Well, I can't be responsible for your patience threshhold, of course...

However, what it's starting to sound more like you need is some sort of dynamic,
iterative, grammar production system.  That is, something that'll take your
"left-hand sides" and convert them to all possible "right-hand sides."  No such
tool that I'm aware of will do this, but it could probably be coded in a LISP or a
Prolog without excessive hassle.


> > Also nifty about Inform is that the Z-Machine does some lexical analysis for
> > you, making any parsing job significantly easier, even when you're not using
> > the Inform parser.
>   But it doesn't keep history of user input and program output, which I want to
> have at hand to resolve things like 'it', 'them', 'which' and so on.
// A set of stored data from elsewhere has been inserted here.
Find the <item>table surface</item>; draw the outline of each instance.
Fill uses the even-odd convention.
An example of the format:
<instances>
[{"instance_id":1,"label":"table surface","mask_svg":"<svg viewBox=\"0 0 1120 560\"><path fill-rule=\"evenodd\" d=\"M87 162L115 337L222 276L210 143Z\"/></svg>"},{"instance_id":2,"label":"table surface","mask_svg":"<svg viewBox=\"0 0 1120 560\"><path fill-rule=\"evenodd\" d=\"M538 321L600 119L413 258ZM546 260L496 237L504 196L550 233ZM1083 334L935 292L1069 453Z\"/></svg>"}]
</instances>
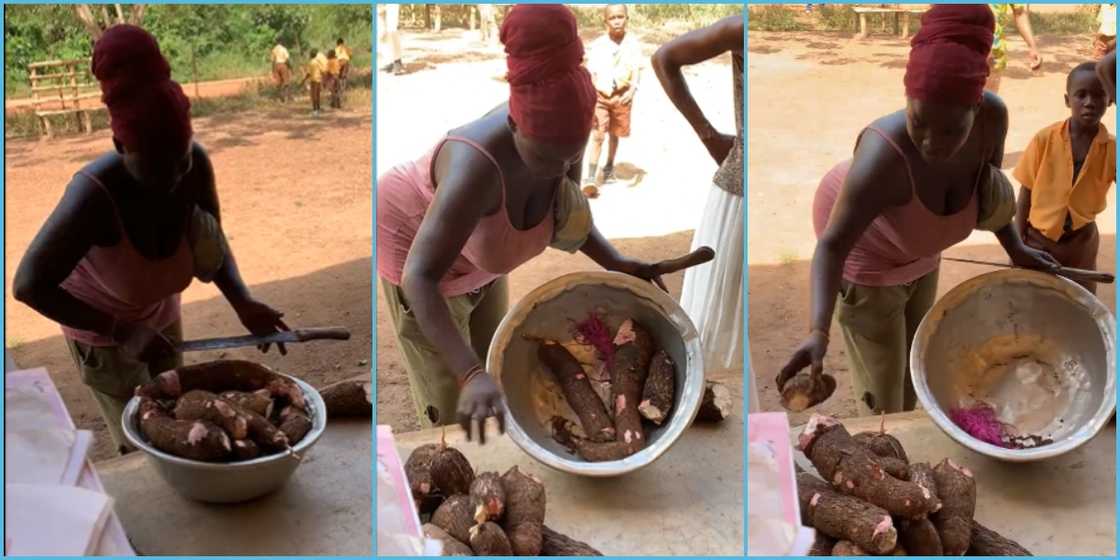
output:
<instances>
[{"instance_id":1,"label":"table surface","mask_svg":"<svg viewBox=\"0 0 1120 560\"><path fill-rule=\"evenodd\" d=\"M402 458L440 441L441 429L396 434ZM545 524L611 555L743 554L743 419L697 424L660 459L617 478L587 478L536 462L509 437L485 446L464 441L459 428L447 442L475 472L503 473L517 465L546 488Z\"/></svg>"},{"instance_id":2,"label":"table surface","mask_svg":"<svg viewBox=\"0 0 1120 560\"><path fill-rule=\"evenodd\" d=\"M369 556L372 438L368 420L332 420L287 485L243 504L183 498L142 452L96 467L140 554Z\"/></svg>"},{"instance_id":3,"label":"table surface","mask_svg":"<svg viewBox=\"0 0 1120 560\"><path fill-rule=\"evenodd\" d=\"M878 431L879 417L845 419L851 433ZM976 520L1035 556L1116 553L1116 427L1060 457L1035 463L988 458L956 443L922 411L888 414L887 433L911 462L948 457L976 476ZM803 426L793 429L796 440ZM801 452L801 468L816 472Z\"/></svg>"}]
</instances>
My idea
> of interactive fiction is that you should always have the log (written
> part) of it available to both user and program, and it's also
> impossible in Inform.

Not impossible at all.  Simple in fact:  Copy the input during BeforeParsing()
into whatever arrays you have available.

Now, mind you, such an extensive parser may be more of a hinderance in games than
otherwise.  Consider:
    > NORTH
    I'm not sure what to do with just a noun.

    > GO THAT WAY
    Ah.  I'm going to assume you mean "go northward."

This is much like the question that occasionally comes up as to "how to I ensure
that the player types exactly the phrase I want to accept."  The answer is,
"please don't do that, because it'll annoy the player."

What might be better (assuming you're building a game--which I realize is not
necessarily a valid assumption) might be to scan the input, left-to-right, for the
verb in BeforeParsing(), then let the Inform parser (or whatever) take it from
there.  If you don't like pronoun-handling, you'll have to fiddle with that, as
well, but that shouldn't be too difficult.